U.S. Supreme Court: Federal defenders at issue in death penalty case

Federal defenders, who have already faced criticism from the Pennsylvania Supreme Court and a federal judge over their tactics, are now being asked to explain themselves to the U.S. Supreme Court, reported The Legal Intelligencer.
In refusing to review the death sentence of Michael Ballard, who pleaded guilty in 2011 to killing four people, including his ex-girlfriend, in Northampton County, the court took note of a letter from Ballard complaining about the federal defenders' attempts to get involved in his case.
According to the docket, the court has ordered Marc Bookman, the director of the Atlantic Center for Capital Representation, to respond to Ballard's June 2 letter within 40 days.
In his letter, Ballard said he "never authorized anyone" to file anything on his behalf and that he's not appealing his sentence "any further than it has been."
"It is my most ardent plea that asks now of you that the appeal filed in my behest be rejected summarily," Ballard wrote. "The reasons being: the 'federal defender's' filing have acted without my authorization; without my knowledge even. They are attempting to secure themselves as 'attorney's of record' so as to circumvent having to obtain my authorization.
"And lastly, but most importantly, they are acting against my own wishes to waive my appeals."
Bookman declined comment. Northampton County District Attorney John Morganelli was not available at press time. However, he told the Easton Express-Times he sent a copy of Ballard's letter to the court to let the justices know of Ballard's opposition.
"He (Bookman) has some explaining to do to the Supreme Court," Morganelli told The Express-Times.
In response to similar criticisms made in another article in The Legal, Bookman wrote a letter to the editor. In the letter, Bookman rejected the idea the defenders were gaming the system.
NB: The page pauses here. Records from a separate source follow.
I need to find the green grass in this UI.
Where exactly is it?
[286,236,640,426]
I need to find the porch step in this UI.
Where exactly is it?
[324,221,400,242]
"The implication is that, but for the delaying tactics of the defense attorneys, there would have been regular executions in Pennsylvania, rather than the three individuals who wanted to be executed in the late 1990s," Bookman wrote. "This does not explain the more than 100 reversals of death sentences, reversals based on constitutional errors rather than delay. In short, this 'gaming' is nothing more than outstanding lawyering.